- Get Started
- Become an Anchor
- Stellar Attachment Convention
- Compliance Protocol
- Add Stellar to your Exchange
- Hardware Requirements
- Issuing Assets
- Build Stellar Apps
- Contribution Guide
If you are interested in issuing a token on the Stellar network, but haven’t yet, start by consulting the step-by-step instructions for custom asset creation here.
Hello! We made this short guide to help you, a token issuer, put your token in the best possible place to succeed on Stellar.
Mostly, we want to make sure you know how to provide information to the network about yourself and your token, so that potential buyers and apps, like exchanges and wallets, will trust your asset. You provide this necessary information by completing your stellar.toml file.
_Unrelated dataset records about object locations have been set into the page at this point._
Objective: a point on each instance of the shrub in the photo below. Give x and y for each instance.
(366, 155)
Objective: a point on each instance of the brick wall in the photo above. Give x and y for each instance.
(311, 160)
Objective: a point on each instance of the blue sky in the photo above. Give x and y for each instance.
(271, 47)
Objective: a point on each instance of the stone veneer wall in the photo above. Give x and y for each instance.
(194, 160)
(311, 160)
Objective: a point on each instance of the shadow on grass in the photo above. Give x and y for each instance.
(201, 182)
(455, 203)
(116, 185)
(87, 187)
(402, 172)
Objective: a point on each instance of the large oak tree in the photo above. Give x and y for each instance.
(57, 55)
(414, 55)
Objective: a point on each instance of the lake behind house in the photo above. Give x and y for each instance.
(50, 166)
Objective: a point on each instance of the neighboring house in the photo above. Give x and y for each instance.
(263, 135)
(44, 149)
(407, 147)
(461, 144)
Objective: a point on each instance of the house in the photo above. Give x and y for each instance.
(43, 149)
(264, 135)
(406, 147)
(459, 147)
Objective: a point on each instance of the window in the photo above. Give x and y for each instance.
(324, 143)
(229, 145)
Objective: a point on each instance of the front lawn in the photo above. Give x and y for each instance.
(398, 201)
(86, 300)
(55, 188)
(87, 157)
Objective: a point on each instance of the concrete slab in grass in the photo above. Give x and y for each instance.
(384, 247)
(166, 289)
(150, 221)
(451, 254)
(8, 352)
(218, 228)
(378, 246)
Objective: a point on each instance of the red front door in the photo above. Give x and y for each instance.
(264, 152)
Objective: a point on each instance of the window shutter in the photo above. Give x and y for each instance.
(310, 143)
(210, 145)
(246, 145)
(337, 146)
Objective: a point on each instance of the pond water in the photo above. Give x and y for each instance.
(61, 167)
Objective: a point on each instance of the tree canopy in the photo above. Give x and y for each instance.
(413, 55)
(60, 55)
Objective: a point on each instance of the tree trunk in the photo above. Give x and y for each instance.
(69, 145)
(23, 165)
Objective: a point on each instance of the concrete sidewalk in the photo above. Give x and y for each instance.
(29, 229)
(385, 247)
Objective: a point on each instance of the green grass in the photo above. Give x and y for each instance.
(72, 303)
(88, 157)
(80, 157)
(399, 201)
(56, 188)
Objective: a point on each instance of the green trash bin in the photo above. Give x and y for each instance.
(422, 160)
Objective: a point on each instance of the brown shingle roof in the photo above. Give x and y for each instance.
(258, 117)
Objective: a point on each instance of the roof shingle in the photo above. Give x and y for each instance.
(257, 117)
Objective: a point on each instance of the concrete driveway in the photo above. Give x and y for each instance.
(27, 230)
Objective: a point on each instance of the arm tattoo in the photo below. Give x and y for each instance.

The best tokens on Stellar already follow the guidelines below, and apps and buyers will expect your token to do the same.
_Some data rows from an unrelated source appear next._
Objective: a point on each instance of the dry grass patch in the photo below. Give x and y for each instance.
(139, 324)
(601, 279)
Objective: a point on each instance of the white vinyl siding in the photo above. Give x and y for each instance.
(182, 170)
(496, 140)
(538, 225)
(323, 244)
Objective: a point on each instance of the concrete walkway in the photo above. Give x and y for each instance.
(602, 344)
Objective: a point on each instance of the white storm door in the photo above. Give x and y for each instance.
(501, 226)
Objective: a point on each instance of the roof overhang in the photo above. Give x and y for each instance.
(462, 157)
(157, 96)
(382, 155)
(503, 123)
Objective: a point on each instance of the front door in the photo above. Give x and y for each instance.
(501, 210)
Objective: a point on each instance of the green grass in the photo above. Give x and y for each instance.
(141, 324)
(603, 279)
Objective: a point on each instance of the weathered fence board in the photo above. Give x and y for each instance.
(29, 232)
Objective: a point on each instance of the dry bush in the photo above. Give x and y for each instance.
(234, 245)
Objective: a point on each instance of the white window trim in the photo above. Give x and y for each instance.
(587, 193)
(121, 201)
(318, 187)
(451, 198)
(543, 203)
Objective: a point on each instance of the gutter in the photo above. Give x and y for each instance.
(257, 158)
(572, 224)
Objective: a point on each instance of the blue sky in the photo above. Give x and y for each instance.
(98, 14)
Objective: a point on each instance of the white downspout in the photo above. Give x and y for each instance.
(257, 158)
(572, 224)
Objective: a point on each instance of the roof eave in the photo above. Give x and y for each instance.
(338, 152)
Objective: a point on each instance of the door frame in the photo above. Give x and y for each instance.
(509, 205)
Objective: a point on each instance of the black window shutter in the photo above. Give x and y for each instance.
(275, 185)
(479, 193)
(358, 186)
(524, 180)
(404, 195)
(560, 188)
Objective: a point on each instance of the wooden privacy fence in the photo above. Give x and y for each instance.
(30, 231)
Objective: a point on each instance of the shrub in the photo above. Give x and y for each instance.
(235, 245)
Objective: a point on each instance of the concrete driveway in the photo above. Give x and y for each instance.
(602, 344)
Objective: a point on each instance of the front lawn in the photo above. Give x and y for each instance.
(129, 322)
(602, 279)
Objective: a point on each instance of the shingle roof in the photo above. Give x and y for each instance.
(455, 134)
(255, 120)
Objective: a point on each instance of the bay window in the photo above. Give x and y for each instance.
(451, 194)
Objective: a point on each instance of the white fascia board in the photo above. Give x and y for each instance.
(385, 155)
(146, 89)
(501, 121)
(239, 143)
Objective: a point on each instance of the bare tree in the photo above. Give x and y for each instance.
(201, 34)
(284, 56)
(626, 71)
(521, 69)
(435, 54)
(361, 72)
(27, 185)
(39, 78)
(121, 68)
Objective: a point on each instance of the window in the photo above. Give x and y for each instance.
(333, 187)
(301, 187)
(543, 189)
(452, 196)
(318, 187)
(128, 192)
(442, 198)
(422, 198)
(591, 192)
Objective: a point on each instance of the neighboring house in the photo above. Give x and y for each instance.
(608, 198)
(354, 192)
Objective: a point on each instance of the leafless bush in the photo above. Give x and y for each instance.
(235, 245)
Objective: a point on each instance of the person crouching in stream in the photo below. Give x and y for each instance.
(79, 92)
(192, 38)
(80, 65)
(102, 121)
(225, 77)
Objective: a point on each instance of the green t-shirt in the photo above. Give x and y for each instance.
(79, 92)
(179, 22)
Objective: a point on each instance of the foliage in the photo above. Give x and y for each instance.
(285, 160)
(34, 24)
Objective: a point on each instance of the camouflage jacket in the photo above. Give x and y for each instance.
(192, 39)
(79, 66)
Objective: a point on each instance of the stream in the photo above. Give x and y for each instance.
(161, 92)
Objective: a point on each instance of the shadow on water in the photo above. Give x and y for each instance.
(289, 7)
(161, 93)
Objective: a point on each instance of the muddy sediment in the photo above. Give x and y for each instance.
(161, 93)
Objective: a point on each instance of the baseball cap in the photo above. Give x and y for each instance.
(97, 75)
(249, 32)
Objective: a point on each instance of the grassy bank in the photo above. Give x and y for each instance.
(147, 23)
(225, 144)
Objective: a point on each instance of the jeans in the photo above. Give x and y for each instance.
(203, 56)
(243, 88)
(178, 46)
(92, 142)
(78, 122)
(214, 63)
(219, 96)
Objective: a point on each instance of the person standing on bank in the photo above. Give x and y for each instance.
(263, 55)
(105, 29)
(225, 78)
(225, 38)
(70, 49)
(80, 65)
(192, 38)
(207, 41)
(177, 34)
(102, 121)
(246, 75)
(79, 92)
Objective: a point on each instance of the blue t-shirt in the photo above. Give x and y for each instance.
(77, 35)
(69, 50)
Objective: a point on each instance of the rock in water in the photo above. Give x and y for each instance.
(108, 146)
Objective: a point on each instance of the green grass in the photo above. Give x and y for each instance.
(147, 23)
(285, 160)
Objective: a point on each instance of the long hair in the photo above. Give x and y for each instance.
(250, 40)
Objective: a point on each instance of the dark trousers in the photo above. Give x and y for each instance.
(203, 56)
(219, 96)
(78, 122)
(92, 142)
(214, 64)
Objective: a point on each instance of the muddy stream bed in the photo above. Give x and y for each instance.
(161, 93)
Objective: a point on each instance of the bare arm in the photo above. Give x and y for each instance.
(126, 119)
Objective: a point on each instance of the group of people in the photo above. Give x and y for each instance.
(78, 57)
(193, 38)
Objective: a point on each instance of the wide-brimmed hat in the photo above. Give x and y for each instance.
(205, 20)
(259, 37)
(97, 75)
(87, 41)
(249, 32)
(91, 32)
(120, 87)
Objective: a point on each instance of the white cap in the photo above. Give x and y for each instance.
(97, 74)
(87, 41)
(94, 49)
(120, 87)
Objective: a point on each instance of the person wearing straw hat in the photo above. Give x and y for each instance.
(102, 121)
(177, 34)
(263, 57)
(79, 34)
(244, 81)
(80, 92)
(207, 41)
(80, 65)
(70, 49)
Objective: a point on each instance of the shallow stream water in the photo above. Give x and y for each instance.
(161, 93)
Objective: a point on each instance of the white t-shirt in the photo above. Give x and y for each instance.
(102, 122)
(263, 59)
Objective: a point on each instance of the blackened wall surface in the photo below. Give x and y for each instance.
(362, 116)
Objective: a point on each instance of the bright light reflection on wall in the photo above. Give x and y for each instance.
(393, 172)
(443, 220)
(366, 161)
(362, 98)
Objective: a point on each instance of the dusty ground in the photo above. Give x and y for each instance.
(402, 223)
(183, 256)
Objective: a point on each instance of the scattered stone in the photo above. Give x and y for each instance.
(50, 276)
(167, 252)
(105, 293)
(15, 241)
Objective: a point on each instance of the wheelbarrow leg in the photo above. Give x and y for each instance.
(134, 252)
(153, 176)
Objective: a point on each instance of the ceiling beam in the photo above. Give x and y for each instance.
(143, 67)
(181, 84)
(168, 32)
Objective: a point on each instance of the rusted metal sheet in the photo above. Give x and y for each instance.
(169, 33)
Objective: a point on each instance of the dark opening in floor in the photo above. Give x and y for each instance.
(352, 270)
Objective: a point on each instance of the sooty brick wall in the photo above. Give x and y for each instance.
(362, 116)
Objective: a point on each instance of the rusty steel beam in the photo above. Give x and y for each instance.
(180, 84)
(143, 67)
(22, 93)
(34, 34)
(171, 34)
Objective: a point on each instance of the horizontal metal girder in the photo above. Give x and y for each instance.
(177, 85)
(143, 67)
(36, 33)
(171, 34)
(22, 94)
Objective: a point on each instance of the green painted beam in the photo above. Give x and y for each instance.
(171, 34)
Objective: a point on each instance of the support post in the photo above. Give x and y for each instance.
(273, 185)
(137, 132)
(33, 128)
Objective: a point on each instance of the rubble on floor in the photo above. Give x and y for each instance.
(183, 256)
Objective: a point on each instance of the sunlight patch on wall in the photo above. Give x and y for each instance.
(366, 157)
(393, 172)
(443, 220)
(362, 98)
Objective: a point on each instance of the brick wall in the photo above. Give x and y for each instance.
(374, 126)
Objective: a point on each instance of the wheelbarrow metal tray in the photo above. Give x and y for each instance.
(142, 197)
The most successful token issuers give exchanges and potential buyers lots of information about themselves. On Stellar, they do this in the stellar.toml file. More information in your token’s stellar.toml will mean:
your token is listed on more exchanges
your token holders are more confident
very likely, your project is more successful
For example, the Stellar app, StellarX, uses the stellar.toml file to decide how your token is presented to traders in its markets view. If you don’t provide enough information, your token may be hidden from many traders. Other Stellar exchanges like stellarport.io and stellarterm.com make similar decisions.
Many won’t list your token at all without a robust stellar.toml.
The stellar.toml file is so important that the first Stellar Ecosystem Proposal is devoted to outlining what it should contain. You can find the complete SEP 0001 here, but we’ll summarize the important parts below.
Your stellar.toml is a file you write in TOML, which is a simple configuration file format, and publish at https://YOUR_DOMAIN/.well-known/stellar.toml. Anyone can look it up, and it proves that the owner of the https domain hosting the stellar.toml claims responsibility for the accounts and tokens listed in it. So it’s your chance to legitimize your offering, and to announce vital information about your organization and your token. If you offer multiple tokens, you can list them all in one stellar.toml file.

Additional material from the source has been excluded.